Introduction

Aura Live is a high-performance, real-time transcription (Automatic Speech Recognition) platform built with FastAPI and designed for low-latency live audio processing.

Core Capabilities

Real-time Transcription: Process audio streams and receive text results with minimal latency.
Multilingual Support: Support for a growing list of languages and dialects.
WebSocket Protocol: A robust, binary-friendly protocol for streaming audio data.
REST API: Comprehensive management of languages, models, sessions, and user settings.
Translation: Real-time translation of transcription output between language pairs.
Extensible Architecture: Built to integrate with various ASR engine backends.

How it Works

The typical lifecycle of an Aura Live interaction follows this flow:

Authentication: The client authenticates using the /login endpoint to obtain a JWT token.
Discovery: The client queries the REST API to discover available languages, ASR models, and translation pairs.
Session Initiation: The client creates a “Live Session” via the REST API.
Streaming: The client connects to the provided WebSocket URI and streams raw audio data.
Result Retrieval: Aura Live sends transcription results back through the same WebSocket connection.

Authentication

Aura Live supports two authentication methods for REST endpoints:

Bearer Token (Authorization: Bearer <token>) — JWT obtained from /login.
API Key (X-API-Key: <key>) — managed from your user settings.
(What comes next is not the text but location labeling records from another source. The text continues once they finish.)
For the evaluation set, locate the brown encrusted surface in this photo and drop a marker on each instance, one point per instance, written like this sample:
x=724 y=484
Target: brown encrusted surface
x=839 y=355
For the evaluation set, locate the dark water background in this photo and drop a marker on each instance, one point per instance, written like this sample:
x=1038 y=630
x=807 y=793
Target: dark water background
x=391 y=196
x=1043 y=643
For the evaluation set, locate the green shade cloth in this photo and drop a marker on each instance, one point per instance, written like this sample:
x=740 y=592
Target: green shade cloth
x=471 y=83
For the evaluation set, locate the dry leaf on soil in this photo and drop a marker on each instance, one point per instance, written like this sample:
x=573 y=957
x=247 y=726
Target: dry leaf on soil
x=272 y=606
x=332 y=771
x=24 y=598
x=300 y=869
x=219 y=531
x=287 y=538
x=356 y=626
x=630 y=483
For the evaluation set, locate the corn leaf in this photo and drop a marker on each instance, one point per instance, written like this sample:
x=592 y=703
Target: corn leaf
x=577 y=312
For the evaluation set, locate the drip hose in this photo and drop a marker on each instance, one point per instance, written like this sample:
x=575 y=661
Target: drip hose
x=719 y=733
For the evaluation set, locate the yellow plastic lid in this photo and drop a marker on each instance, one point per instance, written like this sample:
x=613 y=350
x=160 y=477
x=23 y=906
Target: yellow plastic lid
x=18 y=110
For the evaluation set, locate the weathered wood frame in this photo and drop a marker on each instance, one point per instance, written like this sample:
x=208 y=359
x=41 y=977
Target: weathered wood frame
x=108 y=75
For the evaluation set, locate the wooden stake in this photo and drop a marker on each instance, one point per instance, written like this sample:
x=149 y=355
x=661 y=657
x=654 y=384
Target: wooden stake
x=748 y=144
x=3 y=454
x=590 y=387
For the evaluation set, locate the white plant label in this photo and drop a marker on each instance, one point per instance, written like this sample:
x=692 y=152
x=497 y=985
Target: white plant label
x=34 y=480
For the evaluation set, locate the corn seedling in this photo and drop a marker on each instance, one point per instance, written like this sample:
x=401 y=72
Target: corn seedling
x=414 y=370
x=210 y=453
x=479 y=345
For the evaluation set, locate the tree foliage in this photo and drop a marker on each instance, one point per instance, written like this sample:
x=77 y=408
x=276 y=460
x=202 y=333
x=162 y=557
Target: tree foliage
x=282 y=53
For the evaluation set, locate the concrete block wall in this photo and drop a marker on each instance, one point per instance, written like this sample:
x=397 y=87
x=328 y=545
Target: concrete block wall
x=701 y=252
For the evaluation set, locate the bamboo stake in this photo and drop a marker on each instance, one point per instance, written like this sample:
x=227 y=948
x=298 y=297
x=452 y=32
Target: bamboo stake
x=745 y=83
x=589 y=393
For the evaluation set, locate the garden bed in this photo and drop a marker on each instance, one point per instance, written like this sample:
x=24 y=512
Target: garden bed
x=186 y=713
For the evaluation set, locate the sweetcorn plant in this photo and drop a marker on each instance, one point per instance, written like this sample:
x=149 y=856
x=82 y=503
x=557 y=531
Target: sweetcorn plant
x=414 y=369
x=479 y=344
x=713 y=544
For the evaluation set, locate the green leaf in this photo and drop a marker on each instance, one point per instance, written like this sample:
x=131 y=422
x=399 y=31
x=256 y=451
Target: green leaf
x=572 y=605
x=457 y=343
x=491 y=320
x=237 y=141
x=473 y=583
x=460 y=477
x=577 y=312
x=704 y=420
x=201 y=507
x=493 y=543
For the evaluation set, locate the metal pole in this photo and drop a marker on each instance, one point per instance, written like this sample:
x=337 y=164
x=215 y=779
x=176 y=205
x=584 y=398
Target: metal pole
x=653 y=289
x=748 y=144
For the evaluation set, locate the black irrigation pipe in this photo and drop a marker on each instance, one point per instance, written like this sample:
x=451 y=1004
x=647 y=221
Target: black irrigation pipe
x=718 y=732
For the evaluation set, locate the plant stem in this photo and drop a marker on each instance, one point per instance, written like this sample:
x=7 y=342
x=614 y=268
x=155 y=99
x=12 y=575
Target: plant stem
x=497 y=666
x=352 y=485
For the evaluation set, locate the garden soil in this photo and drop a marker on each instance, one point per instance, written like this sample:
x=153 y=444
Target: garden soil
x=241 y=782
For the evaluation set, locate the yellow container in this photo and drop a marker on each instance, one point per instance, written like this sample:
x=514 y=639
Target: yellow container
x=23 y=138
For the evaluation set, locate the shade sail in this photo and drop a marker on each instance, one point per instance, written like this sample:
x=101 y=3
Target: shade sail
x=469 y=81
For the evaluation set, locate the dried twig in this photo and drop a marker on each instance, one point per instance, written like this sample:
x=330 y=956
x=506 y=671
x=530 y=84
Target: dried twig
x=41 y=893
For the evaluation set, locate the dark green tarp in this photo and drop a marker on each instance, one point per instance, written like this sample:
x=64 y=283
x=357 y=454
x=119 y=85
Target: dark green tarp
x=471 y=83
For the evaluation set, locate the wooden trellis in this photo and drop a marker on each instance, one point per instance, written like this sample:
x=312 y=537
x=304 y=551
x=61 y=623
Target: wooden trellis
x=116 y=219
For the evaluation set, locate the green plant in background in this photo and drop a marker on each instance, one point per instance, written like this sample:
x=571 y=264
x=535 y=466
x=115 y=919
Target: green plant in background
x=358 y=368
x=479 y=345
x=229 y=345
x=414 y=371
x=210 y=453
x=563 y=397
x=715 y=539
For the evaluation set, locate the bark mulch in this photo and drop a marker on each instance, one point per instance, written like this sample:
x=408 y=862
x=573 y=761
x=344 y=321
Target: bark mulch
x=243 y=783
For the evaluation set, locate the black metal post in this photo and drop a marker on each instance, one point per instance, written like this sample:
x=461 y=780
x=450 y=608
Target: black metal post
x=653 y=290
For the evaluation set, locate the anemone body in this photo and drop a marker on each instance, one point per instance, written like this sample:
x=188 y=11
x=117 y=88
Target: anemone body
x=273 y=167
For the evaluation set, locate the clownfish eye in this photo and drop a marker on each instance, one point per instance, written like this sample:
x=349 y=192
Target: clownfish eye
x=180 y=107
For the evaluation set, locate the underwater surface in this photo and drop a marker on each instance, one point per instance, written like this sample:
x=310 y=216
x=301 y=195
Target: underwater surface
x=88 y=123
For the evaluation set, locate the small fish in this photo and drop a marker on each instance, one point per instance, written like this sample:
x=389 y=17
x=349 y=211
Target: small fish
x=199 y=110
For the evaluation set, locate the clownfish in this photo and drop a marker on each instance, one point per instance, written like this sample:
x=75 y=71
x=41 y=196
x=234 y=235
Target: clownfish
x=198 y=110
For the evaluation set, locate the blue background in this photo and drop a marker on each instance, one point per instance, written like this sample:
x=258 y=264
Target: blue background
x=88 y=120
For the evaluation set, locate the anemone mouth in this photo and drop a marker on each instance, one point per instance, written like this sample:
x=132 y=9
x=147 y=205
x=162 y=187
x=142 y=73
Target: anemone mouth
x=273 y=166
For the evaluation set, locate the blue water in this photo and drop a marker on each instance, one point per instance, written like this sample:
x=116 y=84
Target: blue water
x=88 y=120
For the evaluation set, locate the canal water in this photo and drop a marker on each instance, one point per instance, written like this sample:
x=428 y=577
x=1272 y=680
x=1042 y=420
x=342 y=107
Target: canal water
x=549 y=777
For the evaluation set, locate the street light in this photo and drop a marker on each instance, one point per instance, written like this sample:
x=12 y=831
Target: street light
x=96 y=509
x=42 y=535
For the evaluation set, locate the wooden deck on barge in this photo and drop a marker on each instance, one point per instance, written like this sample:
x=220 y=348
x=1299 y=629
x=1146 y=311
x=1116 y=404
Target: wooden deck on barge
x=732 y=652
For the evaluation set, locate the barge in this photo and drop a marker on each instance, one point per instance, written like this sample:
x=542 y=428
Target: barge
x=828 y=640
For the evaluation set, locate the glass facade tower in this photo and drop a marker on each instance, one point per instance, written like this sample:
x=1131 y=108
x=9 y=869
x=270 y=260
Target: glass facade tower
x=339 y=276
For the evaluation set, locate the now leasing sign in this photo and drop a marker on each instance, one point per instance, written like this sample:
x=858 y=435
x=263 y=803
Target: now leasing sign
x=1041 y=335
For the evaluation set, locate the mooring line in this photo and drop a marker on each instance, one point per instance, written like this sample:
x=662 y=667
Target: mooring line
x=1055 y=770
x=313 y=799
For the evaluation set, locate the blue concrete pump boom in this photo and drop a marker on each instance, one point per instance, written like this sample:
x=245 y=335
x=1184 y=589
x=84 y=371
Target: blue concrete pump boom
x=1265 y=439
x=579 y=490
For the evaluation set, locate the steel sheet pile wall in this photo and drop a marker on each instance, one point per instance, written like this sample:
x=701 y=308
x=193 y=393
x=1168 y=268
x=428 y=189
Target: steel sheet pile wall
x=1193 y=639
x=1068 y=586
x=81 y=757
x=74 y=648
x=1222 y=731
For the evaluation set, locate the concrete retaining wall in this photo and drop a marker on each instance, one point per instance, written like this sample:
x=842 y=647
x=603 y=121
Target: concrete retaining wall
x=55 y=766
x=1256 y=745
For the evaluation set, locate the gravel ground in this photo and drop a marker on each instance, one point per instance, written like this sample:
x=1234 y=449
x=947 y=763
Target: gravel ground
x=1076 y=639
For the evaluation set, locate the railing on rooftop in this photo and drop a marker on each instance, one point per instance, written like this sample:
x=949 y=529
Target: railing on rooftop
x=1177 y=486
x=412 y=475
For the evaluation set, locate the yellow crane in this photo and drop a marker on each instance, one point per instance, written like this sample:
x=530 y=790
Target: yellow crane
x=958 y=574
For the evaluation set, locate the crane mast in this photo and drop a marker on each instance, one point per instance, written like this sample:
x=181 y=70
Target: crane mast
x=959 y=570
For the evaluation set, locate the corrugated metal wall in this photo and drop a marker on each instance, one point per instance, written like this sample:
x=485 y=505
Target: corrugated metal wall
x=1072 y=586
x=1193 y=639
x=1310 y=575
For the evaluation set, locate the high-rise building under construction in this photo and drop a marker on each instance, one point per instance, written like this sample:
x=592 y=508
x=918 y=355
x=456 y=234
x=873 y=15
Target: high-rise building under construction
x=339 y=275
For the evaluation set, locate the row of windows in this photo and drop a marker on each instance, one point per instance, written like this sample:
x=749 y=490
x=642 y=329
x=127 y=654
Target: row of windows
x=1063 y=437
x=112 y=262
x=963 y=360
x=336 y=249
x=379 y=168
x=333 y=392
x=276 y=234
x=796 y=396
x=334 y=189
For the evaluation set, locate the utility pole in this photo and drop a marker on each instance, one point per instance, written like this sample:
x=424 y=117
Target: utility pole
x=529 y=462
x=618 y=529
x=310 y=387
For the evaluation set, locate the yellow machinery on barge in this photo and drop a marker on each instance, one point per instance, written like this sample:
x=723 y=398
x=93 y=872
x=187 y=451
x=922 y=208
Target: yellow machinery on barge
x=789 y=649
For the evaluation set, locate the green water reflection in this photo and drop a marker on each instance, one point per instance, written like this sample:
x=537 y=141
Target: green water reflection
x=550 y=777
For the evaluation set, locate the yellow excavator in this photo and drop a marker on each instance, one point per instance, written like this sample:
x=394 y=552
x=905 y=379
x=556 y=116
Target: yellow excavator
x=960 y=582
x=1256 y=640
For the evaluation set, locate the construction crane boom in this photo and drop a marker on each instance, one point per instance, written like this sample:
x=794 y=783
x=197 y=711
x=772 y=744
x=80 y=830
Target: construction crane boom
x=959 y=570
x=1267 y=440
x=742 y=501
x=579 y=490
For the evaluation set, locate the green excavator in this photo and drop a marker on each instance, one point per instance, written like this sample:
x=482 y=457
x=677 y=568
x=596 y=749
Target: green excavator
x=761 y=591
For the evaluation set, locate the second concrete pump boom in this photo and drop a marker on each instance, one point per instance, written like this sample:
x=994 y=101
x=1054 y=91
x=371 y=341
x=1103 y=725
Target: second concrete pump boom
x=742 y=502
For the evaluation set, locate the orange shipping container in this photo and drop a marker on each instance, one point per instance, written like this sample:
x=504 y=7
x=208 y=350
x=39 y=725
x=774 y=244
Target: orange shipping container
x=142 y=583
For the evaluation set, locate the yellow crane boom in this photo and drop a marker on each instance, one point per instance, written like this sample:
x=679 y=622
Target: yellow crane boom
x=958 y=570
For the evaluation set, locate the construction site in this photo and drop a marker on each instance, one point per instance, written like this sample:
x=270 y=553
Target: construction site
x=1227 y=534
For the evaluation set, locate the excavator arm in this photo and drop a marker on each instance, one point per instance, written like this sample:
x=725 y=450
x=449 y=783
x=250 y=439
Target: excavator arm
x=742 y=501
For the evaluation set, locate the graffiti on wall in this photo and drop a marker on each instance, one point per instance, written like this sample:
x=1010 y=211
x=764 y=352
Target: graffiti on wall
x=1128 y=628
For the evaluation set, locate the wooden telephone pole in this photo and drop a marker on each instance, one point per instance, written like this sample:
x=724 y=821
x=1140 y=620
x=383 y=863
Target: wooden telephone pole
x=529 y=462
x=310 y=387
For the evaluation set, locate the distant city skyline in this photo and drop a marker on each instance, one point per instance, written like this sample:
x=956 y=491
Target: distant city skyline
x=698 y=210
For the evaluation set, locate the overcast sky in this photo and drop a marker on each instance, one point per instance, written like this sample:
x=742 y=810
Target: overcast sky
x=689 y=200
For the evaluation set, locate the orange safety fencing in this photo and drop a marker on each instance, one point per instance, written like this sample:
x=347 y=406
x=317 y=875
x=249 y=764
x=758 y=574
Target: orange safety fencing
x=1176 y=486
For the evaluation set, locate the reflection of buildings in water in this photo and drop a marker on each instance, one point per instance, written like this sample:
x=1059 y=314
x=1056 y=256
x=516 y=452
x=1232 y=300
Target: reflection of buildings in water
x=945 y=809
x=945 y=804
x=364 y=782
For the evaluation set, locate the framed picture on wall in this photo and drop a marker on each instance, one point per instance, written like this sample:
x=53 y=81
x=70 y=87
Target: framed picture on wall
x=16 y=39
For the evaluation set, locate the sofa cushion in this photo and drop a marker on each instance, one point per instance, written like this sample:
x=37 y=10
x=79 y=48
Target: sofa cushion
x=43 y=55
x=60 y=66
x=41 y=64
For WebSocket connections, authentication is handled during the initial handshake via a token query parameter.

Target Audience

This documentation is intended for:

Developers looking to integrate real-time transcription into their applications.
System Integrators connecting Aura Live to existing audio infrastructure.
Users who want to understand the underlying mechanics of the transcription service.